Перспектива с обезболивающими
Я думаю, нам нужно просто соблюдать законы. Хотя на практике я сейчас ни одного препарата без подписи заведующей не выписываю. Да, уже есть приказ о том, что можно. Все равно говорю: «Подпишите, отвечать будем вместе». А уж бланк рецепта на наркотики медсестра просто не выдаст, если нет всех показаний.
Я думаю, до тех пор, пока у нас есть даже количественный контроль за выпиской препаратов, пациенты и врачи будут страдать.
Допустим, у меня план – в смену я могу выписать пять ампул трамадола. А если их десять, с точки зрения органов контроля получилось «незаконное распространение препаратов группой лиц». Хотя вся «преступная группа» состояла из меня и женщины, которая пошла в аптеку с рецептом.

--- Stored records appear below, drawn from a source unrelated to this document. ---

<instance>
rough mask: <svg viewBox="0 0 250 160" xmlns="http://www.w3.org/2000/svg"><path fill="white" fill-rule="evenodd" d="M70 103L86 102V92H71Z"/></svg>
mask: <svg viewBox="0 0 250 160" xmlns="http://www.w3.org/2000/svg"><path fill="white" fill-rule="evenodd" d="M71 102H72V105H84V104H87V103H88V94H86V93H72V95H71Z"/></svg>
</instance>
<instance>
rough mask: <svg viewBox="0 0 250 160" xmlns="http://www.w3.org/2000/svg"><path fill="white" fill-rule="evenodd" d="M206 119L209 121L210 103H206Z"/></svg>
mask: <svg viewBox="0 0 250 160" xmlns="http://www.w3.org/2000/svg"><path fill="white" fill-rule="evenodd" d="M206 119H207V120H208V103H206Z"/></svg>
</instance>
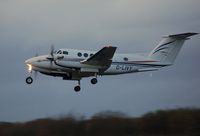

И, как мы потом смотрели с адвокатом, есть ещё Приказ 110, по которому я обязана оказать больному помощь независимо от прописки.
Я думаю, что Бог использовал мою историю для того, чтобы вскрылась правда о бедственном положении тысяч больных и сотен врачей. У нас в Красноярском крае есть пациенты, которые понятии «паллиативная помощь» не слышали.
При этом органы расследования чувствуют себя совершенно вольно: «Ну, заплатите штраф, подумаешь. Ну, когда нам ещё придётся отвечать перед Богом, а Вам вот уже прилетело».
Суд может быть здравым
Мой пример дал надежду, что можно чего-то добиться, что суд может руководствоваться здравым смыслом, совестью и законом. А они рассчитывают, что мы не знаем законов, адвокатов никто не нанимает, поэтому так все плохо.
Это только Господь, Его помощь. Он видимо избрал меня, чтобы через меня вскрыть состояние общества, показать в каком состоянии находятся больные, закон, милосердие.
Сегодня (в первый день после оправдательного приговора — прим.ред.) я пришла на работу, мне запланировали отпуск, а я говорю: «Какой отпуск, я и работать уже не буду». А они говорят: «Ничего-ничего, еще поработаете». Некому работать, молодёжь не идет. У нас знаете какие работники? Самому молодому 45 лет, а остальным за 60, за 70 лет. Это милость Божия, вся слава Господу. Я все время вспоминаю слова из Исаии 54:17, где Господь говорит: «Ни одно орудие, сделанное против тебя, не будет успешно; и всякий язык, который будет состязаться с тобою на суде, — ты обвинишь. Это есть наследие рабов Господа, оправдание их от Меня».